AG-VAS: Anchor-Guided Zero-Shot Visual Anomaly Segmentation with Large Multimodal Models
Abstract
Large multimodal models (LMMs) exhibit strong task-generalization capabilities, offering new opportunities for zero-shot visual anomaly segmentation (ZSAS). However, existing LMM-based segmentation still faces fundamental limitations: anomaly semantics are scarce and unstructured, and the weak alignment between textual prompts and visual features makes accurate anomaly localization difficult.To address these challenges, we present AG-VAS (Anchor-Guided Visual Anomaly Segmentation), a new framework that expands the LMM vocabulary with three learnable semantic anchors—[SEG], [NOR], and [ANO]—and introduces a unified anchor-guided segmentation paradigm. Specifically, [SEG] functions as an absolute semantic anchor that injects pixel-level structural priors into LMMs, while [NOR] and [ANO] serve as relative semantic anchors that encode the contrastive semantics between normality and abnormality across categories.

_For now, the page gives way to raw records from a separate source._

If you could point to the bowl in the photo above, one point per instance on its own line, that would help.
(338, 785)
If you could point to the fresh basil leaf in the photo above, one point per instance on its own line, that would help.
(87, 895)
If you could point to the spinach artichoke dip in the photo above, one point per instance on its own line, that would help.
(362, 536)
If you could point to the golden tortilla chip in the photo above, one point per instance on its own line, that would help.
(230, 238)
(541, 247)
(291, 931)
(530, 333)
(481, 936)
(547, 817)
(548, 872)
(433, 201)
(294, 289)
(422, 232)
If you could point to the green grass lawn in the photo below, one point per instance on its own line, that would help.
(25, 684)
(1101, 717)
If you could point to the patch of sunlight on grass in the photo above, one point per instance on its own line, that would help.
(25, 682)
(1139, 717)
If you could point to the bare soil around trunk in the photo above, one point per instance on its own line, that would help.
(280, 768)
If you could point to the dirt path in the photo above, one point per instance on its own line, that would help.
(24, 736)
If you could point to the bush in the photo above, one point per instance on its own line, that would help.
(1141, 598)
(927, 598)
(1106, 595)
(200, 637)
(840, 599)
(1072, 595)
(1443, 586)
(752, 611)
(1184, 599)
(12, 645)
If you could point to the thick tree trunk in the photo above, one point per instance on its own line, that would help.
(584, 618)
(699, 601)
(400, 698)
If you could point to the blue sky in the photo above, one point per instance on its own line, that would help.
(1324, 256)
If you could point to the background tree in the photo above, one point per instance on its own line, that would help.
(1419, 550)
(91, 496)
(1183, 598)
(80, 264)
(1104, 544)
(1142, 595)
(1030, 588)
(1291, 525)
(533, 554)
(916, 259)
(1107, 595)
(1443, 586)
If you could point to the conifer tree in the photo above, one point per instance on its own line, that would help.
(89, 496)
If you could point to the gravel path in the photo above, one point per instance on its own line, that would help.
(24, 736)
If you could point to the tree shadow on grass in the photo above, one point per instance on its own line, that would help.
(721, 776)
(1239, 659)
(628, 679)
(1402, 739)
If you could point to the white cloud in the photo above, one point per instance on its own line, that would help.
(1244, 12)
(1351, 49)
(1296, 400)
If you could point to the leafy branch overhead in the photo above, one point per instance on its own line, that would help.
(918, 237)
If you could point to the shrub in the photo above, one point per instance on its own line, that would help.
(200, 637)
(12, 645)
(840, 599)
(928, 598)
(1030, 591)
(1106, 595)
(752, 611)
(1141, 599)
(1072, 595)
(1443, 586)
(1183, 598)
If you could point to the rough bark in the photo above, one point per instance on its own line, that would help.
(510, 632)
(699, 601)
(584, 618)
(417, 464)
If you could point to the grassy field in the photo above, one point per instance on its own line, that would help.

To further enhance alignment, we introduce a Semantic-Pixel Alignment Module (SPAM) that bridges the gap between the LMM semantic space and high-resolution visual features, and design an Anchor-Guided Mask Decoder (AGMD) that performs anchor-consistent querying for precise anomaly localization.In addition, we construct Anomaly-Instruct20K, a large-scale instruction dataset that provides structured anomaly knowledge—including appearance, shape, and spatial attributes—to help LMMs effectively learn and integrate the proposed semantic anchors. Extensive experiments on six industrial and medical benchmarks demonstrate that AG-VAS achieves consistent state-of-the-art performance in the zero-shot setting. Code will be released upon acceptance.